There is no point in showering flashbacks with praise of the narrative, it is enough to understand that there is no “safety room” where the viewer could hide and feel calm. Became standard today, the technique is used to keep in suspense from the hopeless emptiness, relentlessly pursuing the hero and his environment. With the first successes on the field of yesterday’s miner, a thin ray of positive energy bursts into this gloomy cycle of uroboros. Buying a new Jaguar, an expensive suit and a director’s whisper between the lines “money is not happiness”...Everything is bought and paid, but at heart he remains the same worker with psychology – see, you go and take.
If your whole life is dirty, you look dirty and you can not hide it with the luxury of famous brands. Hatred of a high society emptied of gold bars gradually fades into the background, as does rugby itself, fading to the size of a necessary spoonful of tar in exchange for a honey barrel sterling. And the directorial egocentrism in Frank's relationship with sports for the time being hides the second bottom - the desire to win Margaret's favor and melt the ice around her heart. But conceit - the enemy of any successful person - imposes the will that everyone around must, because he is a hero, and they, the gray mass, are worthless weaklings.

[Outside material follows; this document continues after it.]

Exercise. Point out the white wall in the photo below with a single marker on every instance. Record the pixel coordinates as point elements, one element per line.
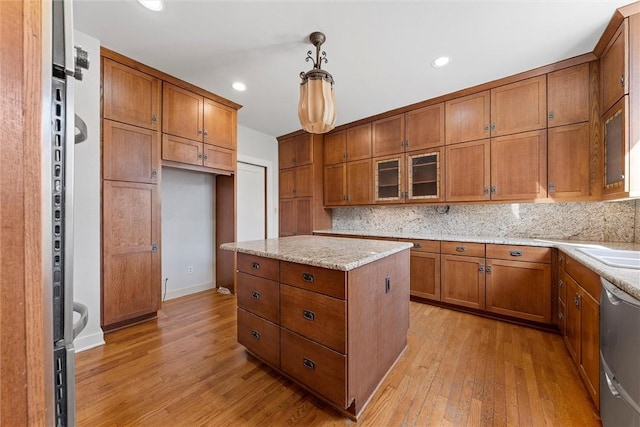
<point>261,149</point>
<point>86,266</point>
<point>188,231</point>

That very broken nose with broken teeth is only the beginning of a series of failures and slides from the never conquered peak of life success. The star destroys itself by eating itself from within, as termites eat trees, thereby losing all meaning of existence. As a result, having lost hope and purpose, the symbolism of the number 13 on its uniform becomes a reflection of the fiasco, both in life and in sports. The sports press generally labels such people as “the prospectus failed” in a small note on the bottom page. But this is real life and the final nail of harshness has been left behind, leaving a fantasy of ghostly hope for optimists and moral exhaustion for pessimists.
The gloom, emphasized by the black and white palette, in the vision of English life caused a furore among the then film critics, slamming the door for the last "New Wave" so that the wall cracked, and the picture standing next to the happy aristocrats in the process of tea partying fell and fell into small pieces. Rough? Sorry, that's sports life. There's no place for stars here, just people like Frank Macini.